Dataset for prediction

Fig. 4
A screenshot displays a training model for the prediction of S Q L injection attacks in web applications.

Training the model

6 Results and Discussion

This work is used to predict SQL Injection which occurs on a web server or a web application from a given place at any particular time through the network. Here we use logistic regression for prediction, Logistic regression is basically a supervised classification algorithm. It is utilized for predicting the dependent variable by utilizing a given set of independent variables. Logistic regression can be worked with either yes or no 0 or 1, true or false etc. But instead of giving exact values it gives the probability value which lies between 0 and 1. Logistic regression is used to solve classification problems. Here we used the norm for normal queries and the anomaly for abnormal queries. You can use norm 0 and anomaly 1. Click Train Model to train your model using the uploaded dataset. Once the training model is generated, click Generate Predictive Model. The predictive output is now classified as a normal or abnormal query in all queries. The confusion matrix is ​​a table that is used regularly to show the performance of the classification model. From the confusion matrix, the ROC score and the predicted percentage are calculated. This model is designed to anticipate SQL injection queries such as union, select everything, select where or as from like, and so on. Our models are trained on large datasets, 70% of which are used for training and 30% of which are used for testing. Confusion matrices and model predictions are based on considering only SQL queries that are classified as normal or abnormal. The model is deployed to a local server, where there is a SQL query that looks up the web address and predicts it as SQLIA or NOT. For logistic regression models, the dataset accuracy is 90%.

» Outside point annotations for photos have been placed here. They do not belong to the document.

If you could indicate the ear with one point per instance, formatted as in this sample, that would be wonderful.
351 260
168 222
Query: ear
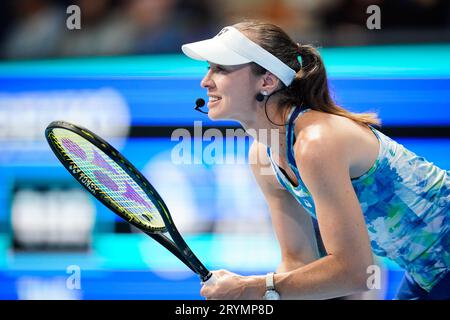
270 82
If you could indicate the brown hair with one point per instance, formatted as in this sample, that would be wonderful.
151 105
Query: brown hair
310 86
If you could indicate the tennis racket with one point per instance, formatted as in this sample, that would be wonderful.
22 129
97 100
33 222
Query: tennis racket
113 180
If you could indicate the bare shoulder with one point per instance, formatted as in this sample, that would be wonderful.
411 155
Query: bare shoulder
319 133
332 138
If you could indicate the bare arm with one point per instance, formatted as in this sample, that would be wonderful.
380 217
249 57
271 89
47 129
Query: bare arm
293 225
323 162
324 166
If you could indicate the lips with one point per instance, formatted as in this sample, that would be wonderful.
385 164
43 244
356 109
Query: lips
213 100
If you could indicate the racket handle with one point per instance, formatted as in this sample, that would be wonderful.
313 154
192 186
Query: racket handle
211 280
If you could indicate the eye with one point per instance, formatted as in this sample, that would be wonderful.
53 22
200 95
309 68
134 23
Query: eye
217 69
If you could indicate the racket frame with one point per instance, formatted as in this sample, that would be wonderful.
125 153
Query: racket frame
178 246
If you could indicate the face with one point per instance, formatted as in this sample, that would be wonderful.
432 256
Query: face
231 91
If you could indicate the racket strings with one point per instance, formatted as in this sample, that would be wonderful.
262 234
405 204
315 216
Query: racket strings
114 183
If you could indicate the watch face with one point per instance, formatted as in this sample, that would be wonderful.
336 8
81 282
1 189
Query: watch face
272 295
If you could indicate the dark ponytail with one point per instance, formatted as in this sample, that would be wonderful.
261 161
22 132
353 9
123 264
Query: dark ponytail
310 86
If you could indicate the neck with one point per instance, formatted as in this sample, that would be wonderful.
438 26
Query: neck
270 133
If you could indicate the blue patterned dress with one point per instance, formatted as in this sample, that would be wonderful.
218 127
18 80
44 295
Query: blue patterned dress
406 205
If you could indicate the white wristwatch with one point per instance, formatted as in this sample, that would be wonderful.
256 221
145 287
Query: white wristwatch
271 293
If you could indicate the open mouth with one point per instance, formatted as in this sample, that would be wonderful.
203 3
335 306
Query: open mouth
213 100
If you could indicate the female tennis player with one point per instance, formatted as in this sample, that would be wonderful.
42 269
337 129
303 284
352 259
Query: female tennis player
367 192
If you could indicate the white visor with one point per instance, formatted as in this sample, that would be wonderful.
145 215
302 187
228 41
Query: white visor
230 47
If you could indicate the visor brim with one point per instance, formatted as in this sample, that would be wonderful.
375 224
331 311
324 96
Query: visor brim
213 51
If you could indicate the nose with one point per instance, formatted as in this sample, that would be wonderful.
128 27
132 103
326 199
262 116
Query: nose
207 82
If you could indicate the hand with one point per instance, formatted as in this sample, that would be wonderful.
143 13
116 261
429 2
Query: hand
231 286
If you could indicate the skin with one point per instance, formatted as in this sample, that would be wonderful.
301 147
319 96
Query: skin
329 151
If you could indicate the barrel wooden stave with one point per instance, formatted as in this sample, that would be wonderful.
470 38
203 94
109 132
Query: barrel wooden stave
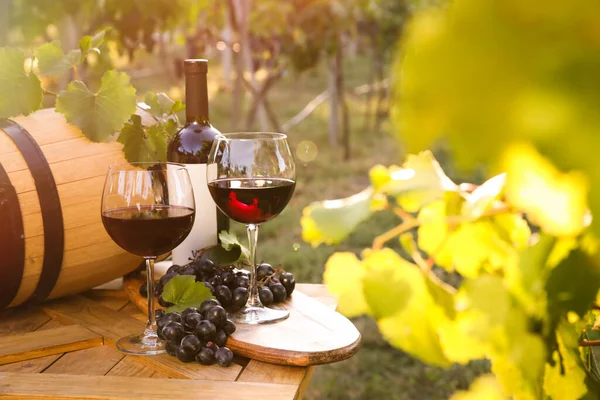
78 167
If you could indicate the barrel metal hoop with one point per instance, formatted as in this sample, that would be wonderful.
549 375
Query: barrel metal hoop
49 205
12 241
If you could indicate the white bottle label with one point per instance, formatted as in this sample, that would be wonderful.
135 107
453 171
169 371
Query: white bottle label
204 231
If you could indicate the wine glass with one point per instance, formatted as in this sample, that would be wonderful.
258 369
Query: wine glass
147 209
251 177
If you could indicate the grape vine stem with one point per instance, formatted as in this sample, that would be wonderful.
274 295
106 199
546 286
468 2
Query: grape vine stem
409 222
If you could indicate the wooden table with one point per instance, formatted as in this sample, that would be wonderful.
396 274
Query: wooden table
65 350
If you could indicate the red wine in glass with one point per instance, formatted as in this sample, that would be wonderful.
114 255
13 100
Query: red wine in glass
252 200
150 229
147 209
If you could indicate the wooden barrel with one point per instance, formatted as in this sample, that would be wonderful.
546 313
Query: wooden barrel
52 241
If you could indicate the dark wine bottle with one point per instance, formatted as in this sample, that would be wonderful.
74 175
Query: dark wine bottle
191 146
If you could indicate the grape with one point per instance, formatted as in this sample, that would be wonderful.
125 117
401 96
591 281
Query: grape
205 330
191 343
215 281
209 286
220 338
288 282
144 289
173 269
171 317
242 281
263 271
207 267
192 320
185 354
188 311
190 270
229 279
229 327
242 273
171 348
223 295
217 315
224 357
240 297
173 331
164 303
207 305
159 334
165 279
279 293
266 296
206 356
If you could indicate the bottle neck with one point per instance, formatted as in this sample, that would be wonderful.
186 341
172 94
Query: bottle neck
196 99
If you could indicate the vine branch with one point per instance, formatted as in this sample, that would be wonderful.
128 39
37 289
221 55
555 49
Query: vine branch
411 222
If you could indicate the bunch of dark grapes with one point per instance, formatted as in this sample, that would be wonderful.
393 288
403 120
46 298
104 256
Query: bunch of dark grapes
229 285
197 333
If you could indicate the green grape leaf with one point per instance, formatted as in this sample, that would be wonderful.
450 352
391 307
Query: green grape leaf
420 182
99 115
483 197
183 291
21 91
573 285
384 287
566 378
331 221
143 144
160 104
52 60
230 241
229 252
91 43
343 277
483 388
415 325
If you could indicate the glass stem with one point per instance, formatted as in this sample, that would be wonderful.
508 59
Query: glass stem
253 299
151 328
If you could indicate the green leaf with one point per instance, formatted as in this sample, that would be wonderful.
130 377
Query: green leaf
384 285
573 285
229 241
420 182
143 144
99 115
184 291
415 325
21 92
566 378
483 197
52 60
343 277
331 221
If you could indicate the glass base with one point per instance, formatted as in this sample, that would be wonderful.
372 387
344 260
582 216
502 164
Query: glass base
259 315
141 345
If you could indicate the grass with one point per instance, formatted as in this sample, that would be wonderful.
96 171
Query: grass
378 371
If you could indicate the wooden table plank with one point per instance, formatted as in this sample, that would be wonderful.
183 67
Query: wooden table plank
93 361
47 342
33 366
133 311
112 326
113 299
128 366
52 386
15 321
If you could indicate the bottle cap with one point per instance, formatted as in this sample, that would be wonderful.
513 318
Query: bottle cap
195 66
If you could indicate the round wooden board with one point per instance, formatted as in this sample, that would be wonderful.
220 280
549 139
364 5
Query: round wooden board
313 334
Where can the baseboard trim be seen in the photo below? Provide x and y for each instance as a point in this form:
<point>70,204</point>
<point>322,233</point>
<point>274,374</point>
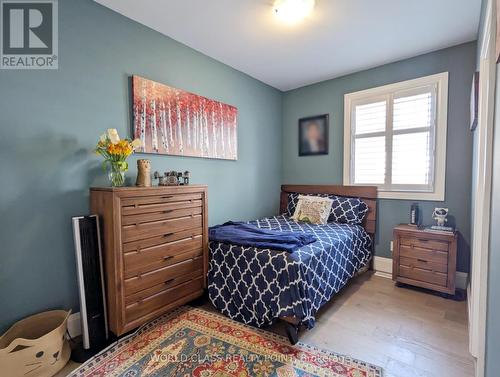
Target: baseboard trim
<point>74,325</point>
<point>383,268</point>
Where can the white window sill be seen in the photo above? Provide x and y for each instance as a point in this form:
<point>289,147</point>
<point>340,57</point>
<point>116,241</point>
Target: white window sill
<point>411,195</point>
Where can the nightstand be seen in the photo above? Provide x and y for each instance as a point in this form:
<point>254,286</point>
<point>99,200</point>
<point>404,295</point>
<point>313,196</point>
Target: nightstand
<point>425,259</point>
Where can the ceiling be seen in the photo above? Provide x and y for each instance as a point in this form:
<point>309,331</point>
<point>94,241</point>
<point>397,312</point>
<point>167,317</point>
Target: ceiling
<point>338,38</point>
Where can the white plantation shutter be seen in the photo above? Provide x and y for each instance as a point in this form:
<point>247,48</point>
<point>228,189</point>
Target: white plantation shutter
<point>369,145</point>
<point>393,139</point>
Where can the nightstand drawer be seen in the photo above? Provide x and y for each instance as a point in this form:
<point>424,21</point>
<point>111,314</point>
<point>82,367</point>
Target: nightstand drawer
<point>434,256</point>
<point>423,264</point>
<point>424,243</point>
<point>419,274</point>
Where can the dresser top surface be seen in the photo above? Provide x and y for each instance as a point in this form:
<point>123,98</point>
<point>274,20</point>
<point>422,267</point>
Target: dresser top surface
<point>423,233</point>
<point>152,188</point>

7 Conclusion and Future Scope

The main purpose of this research is to focus on a technique called SQL injection that allows hackers to execute malicious SQL queries on a database server. This is the most common technique used by hackers to retrieve information and data about what is stored in the database of online web-based applications. Here, the model proposed for predicting SQL injection attacks in web applications using JMeter can detect up to 90% of vulnerabilities. For future work, you can run the module to trigger an alert when a SQL injection attack occurs. Similarly, you can backtrack from the source IP to identify the actual area of ​​the attack. You can also distinguish the actual client at the same time. You can run deep learning techniques and tree regressors for better results.